Altogether, the marine aerosol particle analysis applied here shows that half of the OC can be attributed to specific components or component groups. However, the molecular-level analysed fraction explains only a small part of the OC, and the CHO_aer. and AA_aer. made up less than 1 %. This shows that the typical representatives of carbohydrates and amino acids within the marine OC measured here can explain only a very small fraction of the organic composition of the aerosol particles on a molecular level. Amines, MSA, and oxalic acid carbonyls comprise a fraction of around 6 %. Lipid analysis reveals 43 % of the OC on the aerosol particles; however, the Lipid_aer. composition on a molecular level cannot be obtained from the measurements performed here. Altogether, about 50 % of the OC remained uncharacterized on a molecular and semi-molecular level. Regarding further marine aerosol analysis, it will be important to resolve the large part of lipid compounds in more detail and to get molecular-level information on the remaining, unidentified OC. This shows the need for further detailed analytical OC studies in the marine environment to resolve formation and transfer mechanisms.

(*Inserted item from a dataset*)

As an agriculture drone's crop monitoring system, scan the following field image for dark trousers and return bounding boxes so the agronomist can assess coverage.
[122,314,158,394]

Nevertheless, the results obtained here show that, even in such an oligotrophic region, at least half of the OC on the aerosol particles consists of rather short-lived biogenic material, likely from the surface ocean, as (qualitatively) suggested by other studies (Choi et al., 2019; Schmitt-Kopplin et al., 2012). The non-resolved OC might be partly of a recalcitrant nature, as indicated in other studies (Beaupre et al., 2019; Kieber et al., 2016; Lawler et al., 2020). However, the (potentially) recalcitrant OC does not constitute the majority of the OC in the oligotrophic Atlantic Ocean. Future studies should complement the data presented here with investigations of the particulate OC fraction.

Finally, since large parts of the open oceans are oligotrophic, the findings of this study might be relevant to the majority of the world's oceans.